Even better, this story appeared in a whole
anthology of stories about cursed coins. They really should have seen it coming.
Though as an earlier commenter noted, I'm curious about the mechanism for the cursed coin - is the protagonist now just a bigger, better rabbit (coin-delivery system)? I can't quite recall the calendar date for the story (is there mention of one...? sorry, no time to re-listen just now) BUT could it be set in the earlier years of the great Depression? Perhaps the appearance of the bone-woman closer to a settled area could be linked to increased starvation/famine at that time?
Not explicitly in the way that, like, Dracula brings the rats with him, but certainly the deprivation of the Depression was on my mind when I tried to think of what kind of curse a coin might carry. The curse was inescapable in the same way poverty and loss are. Hunger doesn't care who you are.
The fox choking on the snake choking on the mole clutching the coin was borderline ludicrous but would've been very scary if I'd actually seen it.

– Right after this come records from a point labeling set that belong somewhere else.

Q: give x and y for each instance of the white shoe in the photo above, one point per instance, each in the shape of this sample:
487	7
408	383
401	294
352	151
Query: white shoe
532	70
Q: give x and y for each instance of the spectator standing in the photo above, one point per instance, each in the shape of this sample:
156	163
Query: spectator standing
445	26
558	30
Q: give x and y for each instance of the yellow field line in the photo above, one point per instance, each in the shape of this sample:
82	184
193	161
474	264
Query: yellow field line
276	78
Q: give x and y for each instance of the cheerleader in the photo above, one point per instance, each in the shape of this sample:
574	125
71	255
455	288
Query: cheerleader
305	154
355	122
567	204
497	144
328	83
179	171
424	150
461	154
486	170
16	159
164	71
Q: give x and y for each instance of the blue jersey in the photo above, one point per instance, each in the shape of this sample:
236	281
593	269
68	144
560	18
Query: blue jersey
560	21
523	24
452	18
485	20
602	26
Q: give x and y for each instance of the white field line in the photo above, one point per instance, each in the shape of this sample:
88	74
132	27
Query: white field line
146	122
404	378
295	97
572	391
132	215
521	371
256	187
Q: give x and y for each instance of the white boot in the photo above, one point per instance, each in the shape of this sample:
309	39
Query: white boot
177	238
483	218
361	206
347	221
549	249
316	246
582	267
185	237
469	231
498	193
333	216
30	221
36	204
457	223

Ludicrous and faintly creepy was pretty much my precise goal there. :-D I started with just one thing eating a mole that was clutching the coin and then I was like, "No, man, you can't half-ass this. All the way to the hilt." There's a point where something stops being scary and starts being silly, and then another, smaller point where it starts being scary again. I'm pleased I managed to land the shot in that little dip in the distribution.